The modest value we estimate for KR implies that, on PHA blasts, the affinity of γc for binding to IL-4Rα⋅IL-4 is such that ≈90% [i.e. KR/(KR + 1)] of the IL-4Rα chains exist as complexes with γc at saturating IL-4. On these cells, therefore, the binding interaction between IL-4Rα and γc in the presence of bound IL-4 is evidently relatively weak; even at full occupancy of all IL-4Rα chains by IL-4, a small but significant fraction of IL-4Rα chains remains dissociated from γc even though γc is present in excess. Although some responses of cells to IL-4 may require activation of only a small fraction of the available receptor, Fig. 5 shows that close to 50% receptor occupancy is required to achieve 50% of the maximal proliferation of activated T cells in response to IL-4, and that the response is affected by occupancy of even the last few percent of free receptor by IL-4. Thus, in mediating a dose-dependent modulation of heterodimeric receptor complexes from low residual levels to levels that involve ≈90% of the limiting receptor chain, the binding affinity between γc and IL-4Rα⋅IL-4 is just sufficient to access essentially the full dynamic range that is available for signaling through the IL-4 receptor on these cells.

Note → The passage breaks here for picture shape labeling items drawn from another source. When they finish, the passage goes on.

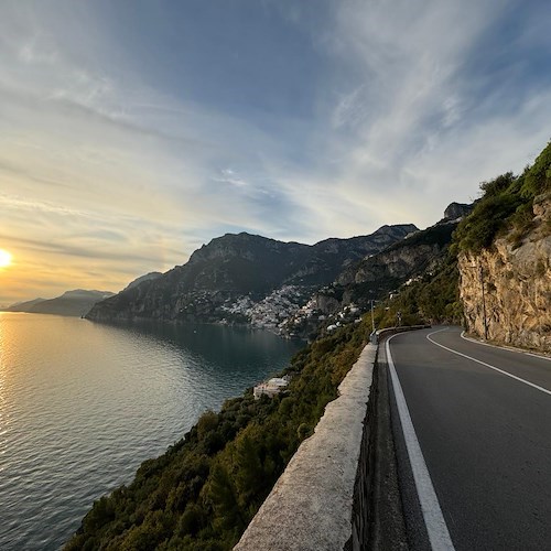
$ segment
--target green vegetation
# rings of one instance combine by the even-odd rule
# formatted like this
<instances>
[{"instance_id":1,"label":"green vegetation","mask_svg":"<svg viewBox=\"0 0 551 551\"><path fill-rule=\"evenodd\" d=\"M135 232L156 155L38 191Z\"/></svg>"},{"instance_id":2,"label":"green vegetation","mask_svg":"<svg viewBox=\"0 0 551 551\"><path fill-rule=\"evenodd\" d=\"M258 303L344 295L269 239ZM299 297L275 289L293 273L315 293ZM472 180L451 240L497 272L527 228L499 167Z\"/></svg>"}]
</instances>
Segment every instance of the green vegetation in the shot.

The value of KR ≈ 9 for the interaction between γc and IL-4Rα⋅IL-4 suggests that these receptor components have evolved a binding affinity for each other that is strong enough—but no stronger than is necessary—to allow essentially all of the IL-4Rα on the cell to form signaling complexes with γc at saturating IL-4.

Figure 5.

Figure 5

IL-4-dependent proliferation of PHA-activated T cells (as % maximal 3H-thymidine incorporation) over a range of IL-4 concentrations, plotted as a function of the fractional occupancy of the receptor at each concentration of IL-4. Proliferation data were taken from the zero mAb data set in Fig. 2B. Receptor occupancy at each IL-4 concentration was calculated by using KD(App) = 60 pM for the binding of 125I-IL-4 to PHA-activated PBMC (see Fig. 3B and text). The solid line is an arbitrary interpolation of the data points.

The finding that PHA blasts express 5,000–8,500 γc molecules per cell allows us to estimate that {γc} ≈1–20 molecules/μm2 (assuming spherical cells of diameter ≈12 μm and a membrane roughness that increases the surface area by a factor of 1–10). Eq. 3 thus gives a value for K2 of roughly 0.1–2.0 molecules/μm2. Clearly, K2 can be defined with much less precision than KR. Moreover, KR gives much more direct insight into the strength of the interaction between the receptor chains on the surface of the cell population at hand. Estimates obtained from radioligand binding data and from FACS analysis (data not shown) indicate that cotransfection of Cos-7 cells with IL-4Rα and γc (Fig. 3A) results in the expression of several-fold higher levels of γc than is seen on PHA blasts. However, the much greater size of Cos-7 cells means that the surface density of γc is probably significantly lower than on PHA blasts. This finding is consistent with the higher value of KD(App) measured for cotransfected Cos-7 cells (Fig. 3A, Eq. 2), and with the lower value of KR ≈ 2 calculated from Eq. 4.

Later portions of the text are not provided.